Lever 2: lower resolution and frame rate
- Resolution: 1080p (1920 × 1080) is enough for practically any tutorial. Show only a small window and you can get by with less.
- Frame rate: 30 fps is smooth enough; for pure UI demos without fast motion, 15 fps often suffices. Half the frame rate = roughly half the file.
Both values can be set in advance in the capture settings of almost every tool — better to set them right beforehand than to re-compress laboriously afterward.
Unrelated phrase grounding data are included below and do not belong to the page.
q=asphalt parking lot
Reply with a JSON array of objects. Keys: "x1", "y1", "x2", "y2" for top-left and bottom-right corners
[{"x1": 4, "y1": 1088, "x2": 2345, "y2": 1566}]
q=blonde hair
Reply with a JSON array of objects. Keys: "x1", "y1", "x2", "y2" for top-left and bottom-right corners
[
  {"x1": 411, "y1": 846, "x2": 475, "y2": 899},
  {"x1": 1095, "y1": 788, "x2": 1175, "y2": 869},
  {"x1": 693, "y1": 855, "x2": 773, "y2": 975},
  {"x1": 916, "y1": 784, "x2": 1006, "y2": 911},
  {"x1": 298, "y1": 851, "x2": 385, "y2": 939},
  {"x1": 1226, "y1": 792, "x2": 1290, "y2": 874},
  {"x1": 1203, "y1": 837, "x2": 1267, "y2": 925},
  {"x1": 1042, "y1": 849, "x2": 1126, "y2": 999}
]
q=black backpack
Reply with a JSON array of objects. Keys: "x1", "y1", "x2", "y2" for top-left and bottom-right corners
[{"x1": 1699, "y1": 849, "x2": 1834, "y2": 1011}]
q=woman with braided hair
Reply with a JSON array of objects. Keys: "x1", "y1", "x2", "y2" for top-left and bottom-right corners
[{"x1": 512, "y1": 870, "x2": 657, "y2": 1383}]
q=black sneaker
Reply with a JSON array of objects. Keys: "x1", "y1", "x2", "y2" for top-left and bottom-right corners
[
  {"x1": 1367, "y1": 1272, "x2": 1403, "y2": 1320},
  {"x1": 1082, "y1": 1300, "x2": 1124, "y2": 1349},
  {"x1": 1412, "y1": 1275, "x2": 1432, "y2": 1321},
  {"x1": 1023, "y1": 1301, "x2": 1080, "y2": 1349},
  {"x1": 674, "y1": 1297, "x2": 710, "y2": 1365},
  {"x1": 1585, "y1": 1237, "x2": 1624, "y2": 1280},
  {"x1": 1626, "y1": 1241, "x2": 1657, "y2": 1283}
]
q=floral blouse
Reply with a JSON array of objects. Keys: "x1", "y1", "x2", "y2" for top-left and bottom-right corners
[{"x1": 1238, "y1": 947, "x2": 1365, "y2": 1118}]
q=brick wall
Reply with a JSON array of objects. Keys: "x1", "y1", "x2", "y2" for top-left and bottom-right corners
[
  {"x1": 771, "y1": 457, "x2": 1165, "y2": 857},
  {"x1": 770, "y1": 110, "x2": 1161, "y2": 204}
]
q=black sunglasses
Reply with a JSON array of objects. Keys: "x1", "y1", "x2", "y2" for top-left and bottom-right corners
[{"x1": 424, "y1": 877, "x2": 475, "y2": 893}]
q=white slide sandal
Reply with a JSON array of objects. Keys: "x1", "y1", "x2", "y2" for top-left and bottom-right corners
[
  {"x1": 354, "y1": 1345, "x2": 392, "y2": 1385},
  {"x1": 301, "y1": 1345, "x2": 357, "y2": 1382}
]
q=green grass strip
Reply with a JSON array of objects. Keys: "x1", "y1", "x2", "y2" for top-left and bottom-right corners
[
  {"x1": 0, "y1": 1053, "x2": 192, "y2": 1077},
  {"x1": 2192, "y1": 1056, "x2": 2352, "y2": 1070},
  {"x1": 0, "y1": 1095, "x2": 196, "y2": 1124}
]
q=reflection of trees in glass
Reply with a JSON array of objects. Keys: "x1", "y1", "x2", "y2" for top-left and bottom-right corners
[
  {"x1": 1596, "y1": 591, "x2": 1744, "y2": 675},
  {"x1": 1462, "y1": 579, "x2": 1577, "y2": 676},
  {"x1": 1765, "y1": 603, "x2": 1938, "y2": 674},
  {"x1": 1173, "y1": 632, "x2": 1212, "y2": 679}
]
Lever 3: pick the right format
Video or GIF? The decision depends on length and sound:
| Case | Best choice |
|---|---|
| Short, silent flow (click path, UI effect) | GIF or animated WebP |
| Longer tutorial with explanation/sound | Video (MP4) |
| README on GitHub | GIF (plays automatically) |
| Bug report in a ticket | short GIF or MP4 |
Important: a 30-second GIF gets huge — there a video is smaller. GIF only pays off for short loops. How to make a sensible GIF from a recording is in Create a GIF from a video; shrinking a GIF afterward in Shrink a GIF.
Clarity beats perfection
A good tutorial recording isn't the sharpest but the clearest: perform important actions slowly, highlight the mouse pointer (many tools can do this), and capture key steps additionally as a labeled screenshot or text. Because a video alone is harder to access for some users than described text with images — the combination of a short recording and a few explanatory screenshots reaches the most people.
In short
- Capture only the window/area — the strongest lever.
- 1080p and 30 (or 15) fps are plenty.
- Short loop → GIF, longer/with sound → video.
- Pair with screenshots for accessibility and clarity.